Le monde de la recherche en design. Survol du 30-Day Research Challenge, Volet 1

Le 17 avril 2020, en plein cœur du grand confinement, Ken Friedman lançait le 30-Day Research Challenge sur la liste de diffusion PHD-Design. Il s’agissait de profiter de l’interruption des routines provoquée par la situation sanitaire mondiale pour inviter les membres de cette liste à décrire en quelques lignes leurs champs et intérêts de recherche.
Ainsi, du 17 avril au 20 mai 2020, sur les plus de 3 000 membres que compte la liste PHD-Design 60 personnes se prêtèrent au jeu.

Les textes produits dans le cadre de ce défi d’écriture nous sont apparus pouvoir offrir une occasion intéressante d’analyser le champ de la recherche en design et les préoccupations des designers. Nous avons voulu baliser ce champ en soumettant le corpus de textes produit à une analyse simple basée strictement sur la fréquence d’apparition des mots utilisés par les participants du 30-Day Research Challenge.
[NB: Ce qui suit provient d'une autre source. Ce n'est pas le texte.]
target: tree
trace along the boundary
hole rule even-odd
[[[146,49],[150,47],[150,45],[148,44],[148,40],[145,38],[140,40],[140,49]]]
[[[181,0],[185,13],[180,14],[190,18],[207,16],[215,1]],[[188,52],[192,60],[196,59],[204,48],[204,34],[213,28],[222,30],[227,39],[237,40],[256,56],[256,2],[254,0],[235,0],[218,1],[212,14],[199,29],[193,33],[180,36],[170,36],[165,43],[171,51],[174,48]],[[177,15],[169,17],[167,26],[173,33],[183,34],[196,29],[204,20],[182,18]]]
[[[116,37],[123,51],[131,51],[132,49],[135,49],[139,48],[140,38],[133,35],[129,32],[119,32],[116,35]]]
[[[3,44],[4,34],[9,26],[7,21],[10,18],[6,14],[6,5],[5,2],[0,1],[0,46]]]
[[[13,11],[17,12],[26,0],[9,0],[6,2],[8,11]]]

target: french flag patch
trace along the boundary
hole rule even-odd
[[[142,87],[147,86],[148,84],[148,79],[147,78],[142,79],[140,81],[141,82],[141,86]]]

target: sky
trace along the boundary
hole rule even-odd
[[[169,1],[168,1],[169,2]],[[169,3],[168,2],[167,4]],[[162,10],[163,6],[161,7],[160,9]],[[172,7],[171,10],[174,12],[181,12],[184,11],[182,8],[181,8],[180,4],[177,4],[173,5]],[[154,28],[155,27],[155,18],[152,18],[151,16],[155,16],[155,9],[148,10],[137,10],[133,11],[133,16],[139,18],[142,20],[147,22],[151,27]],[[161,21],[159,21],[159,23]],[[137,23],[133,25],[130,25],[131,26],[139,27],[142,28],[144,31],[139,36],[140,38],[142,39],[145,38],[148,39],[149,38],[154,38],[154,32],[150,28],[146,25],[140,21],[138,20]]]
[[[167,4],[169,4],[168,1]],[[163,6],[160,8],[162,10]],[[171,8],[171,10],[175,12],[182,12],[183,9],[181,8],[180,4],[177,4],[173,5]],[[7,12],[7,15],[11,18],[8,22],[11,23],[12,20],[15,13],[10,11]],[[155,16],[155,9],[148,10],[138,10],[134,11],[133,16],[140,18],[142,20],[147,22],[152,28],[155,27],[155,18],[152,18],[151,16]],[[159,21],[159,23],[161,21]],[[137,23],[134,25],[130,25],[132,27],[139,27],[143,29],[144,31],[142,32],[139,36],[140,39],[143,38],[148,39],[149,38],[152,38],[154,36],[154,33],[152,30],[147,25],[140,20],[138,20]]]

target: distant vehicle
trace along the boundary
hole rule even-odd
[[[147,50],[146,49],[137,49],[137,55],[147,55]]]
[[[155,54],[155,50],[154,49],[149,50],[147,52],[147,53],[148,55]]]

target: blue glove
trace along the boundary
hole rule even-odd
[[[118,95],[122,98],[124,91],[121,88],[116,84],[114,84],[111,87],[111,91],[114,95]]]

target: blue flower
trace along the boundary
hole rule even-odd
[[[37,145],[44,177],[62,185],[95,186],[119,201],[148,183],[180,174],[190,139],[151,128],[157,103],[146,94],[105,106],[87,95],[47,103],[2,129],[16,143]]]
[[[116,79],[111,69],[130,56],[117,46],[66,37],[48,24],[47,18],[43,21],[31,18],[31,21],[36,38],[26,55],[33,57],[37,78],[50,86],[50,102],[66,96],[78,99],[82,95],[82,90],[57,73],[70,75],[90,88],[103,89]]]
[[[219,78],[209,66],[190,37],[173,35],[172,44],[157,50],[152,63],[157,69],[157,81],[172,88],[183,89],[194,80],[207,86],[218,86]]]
La démarche entreprise est d’abord exploratoire. Elle n’a été guidée par aucune hypothèse forte et, pour être honnête, elle participait également à un simple effort de familiarisation avec un outil d’analyse qualitative. Au regard de certains débats qui ont ponctué les discussions apparues sur cette liste au cours des dernières années, nous avons tout de même souhaité soumettre ce corpus à trois grandes questions. D’abord, les préoccupations des participants ont-elles un sexe ? Les études féministes et la réalité des luttes pour le droit des femmes dans le monde du travail se répercutent-elles sur les thèmes évoqués dans les profils des participantes au défi. Ensuite, le monde dans lequel évoluent les participants, qu’ils soit praticiens, universitaires ou chercheurs, délimite-t-il des thèmes de recherche particuliers ? Quelle est donc la réalité de cette « tour d’ivoire » dans laquelle les universitaires se voient trop souvent accusés de s’enfermer ? Enfin, existe-t-il une différenciation géographique et, partant, culturelle des questions et objets de réflexion traités par les designers ? Quelle est donc l’ampleur de la « colonisation » du champ du design par l’envahisseur anglo-saxon ?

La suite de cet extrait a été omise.